5. Who?

Màu nền
Font chữ
Font size
Chiều cao dòng

Biarpun Jimin sudah melarangnya untuk tak berkomunikasi, Taehyung tetap menelpon Jimin. Pria itu belum siap apa-apa, termasuk rencana yang matang. Padahal, tenggang waktunya tinggal empat hari lagi. Jimin geram, tapi lagi-lagi dia harus berlaku seperti anak anjing yang penurut. Dan di sinilah dia sekarang, di sebuah restoran mewah yang sengaja di booking oleh Kim Taehyung.

"Akhirnya kau datang juga." Kim Taehyung menyambut Jimin, dengan jemsri yang asik membelai gelas wine kosong.

"Apa maumu?" Jimin to the point, dia tak suka berlama-lama dengan Taehyung. Pria itu banyak bicara sementara Jimin benci hal yang bertele-tele.
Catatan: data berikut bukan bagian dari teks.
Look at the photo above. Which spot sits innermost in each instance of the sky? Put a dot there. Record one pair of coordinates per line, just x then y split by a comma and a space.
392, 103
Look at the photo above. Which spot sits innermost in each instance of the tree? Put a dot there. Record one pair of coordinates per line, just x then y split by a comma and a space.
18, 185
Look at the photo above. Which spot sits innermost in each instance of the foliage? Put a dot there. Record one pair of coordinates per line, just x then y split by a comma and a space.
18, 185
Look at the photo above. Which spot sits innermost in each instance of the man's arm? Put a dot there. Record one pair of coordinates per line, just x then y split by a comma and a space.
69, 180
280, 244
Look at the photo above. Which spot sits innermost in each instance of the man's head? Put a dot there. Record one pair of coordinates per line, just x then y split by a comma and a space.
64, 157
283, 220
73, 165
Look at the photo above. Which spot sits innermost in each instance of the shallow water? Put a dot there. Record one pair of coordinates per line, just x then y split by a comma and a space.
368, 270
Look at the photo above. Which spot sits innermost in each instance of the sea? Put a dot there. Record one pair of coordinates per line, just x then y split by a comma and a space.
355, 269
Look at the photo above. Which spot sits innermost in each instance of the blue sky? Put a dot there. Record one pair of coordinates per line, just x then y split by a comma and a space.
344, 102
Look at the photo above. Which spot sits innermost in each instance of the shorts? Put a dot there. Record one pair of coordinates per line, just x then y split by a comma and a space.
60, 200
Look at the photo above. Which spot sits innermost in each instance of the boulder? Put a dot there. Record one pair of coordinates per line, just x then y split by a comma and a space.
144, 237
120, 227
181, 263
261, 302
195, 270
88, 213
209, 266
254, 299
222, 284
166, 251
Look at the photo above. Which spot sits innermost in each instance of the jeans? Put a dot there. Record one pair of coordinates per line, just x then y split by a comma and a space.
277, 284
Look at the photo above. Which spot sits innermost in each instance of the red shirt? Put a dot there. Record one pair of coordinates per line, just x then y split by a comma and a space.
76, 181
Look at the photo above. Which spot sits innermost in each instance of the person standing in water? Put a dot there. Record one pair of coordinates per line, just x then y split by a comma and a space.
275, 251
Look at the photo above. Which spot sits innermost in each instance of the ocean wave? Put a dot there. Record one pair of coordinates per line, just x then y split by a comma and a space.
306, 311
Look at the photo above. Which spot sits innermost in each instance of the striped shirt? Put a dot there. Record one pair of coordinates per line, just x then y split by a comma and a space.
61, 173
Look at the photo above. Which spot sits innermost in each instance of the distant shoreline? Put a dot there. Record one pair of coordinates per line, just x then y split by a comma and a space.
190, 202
Kim Taehyung menggeleng sambil tersenyum, tampak menggemaskan, jika saja tak melihat kepribadiannya yang brengsek dan bipolar. Sorot matanya begitu menyedihkan, sudah dipastikan saat ini dia sedang mempunyai masalah baru, pikir Jimin.

"Minji marah kepadaku karena aku menciumnya." Taehyung tertawa hampa.

"Aku hanya ingin tahu perasaanku, tapi ternyata Jeon sialan masih menguasai hatiku. Benar-benar sialan!"

Jimin hanya terdiam, memilih duduk di depan Taehyung dan meneguk air putih. Dia sedikit gugup, tentu saja. Jimin tidak ingin bertanya atau berbicara. Dia hanya memandang Taehyung yang terus-terusan mengisi gelasnya dengan wine sampai pria itu mabuk.

Jimin menghentikan gelas kesekian saat Taehyung mulai ambruk di mejanya. Ada isak yang tertahan, pilu jika dia mendengarnya. Jimin baru ingat ingin membicarakan masalah pembunuhan berencananya tapi urung. Masalah itu hanya boleh dibicarakan di ruangan Kim Taehyung, tidak di tempat-tempat seperti ini. Tak berapa lama, gadis bernama Minji muncul dengan wajah kesal dan khawatir sekaligus. Menatap Taehyung lalu Jimin –menuntut meminta penjelasan.

"Dia menyebut-nyebut nama Minji. Sepertinya dia ada masalah dengan gadis itu," ucap Jimin tanpa tahu gadis di depannya adalah Minji.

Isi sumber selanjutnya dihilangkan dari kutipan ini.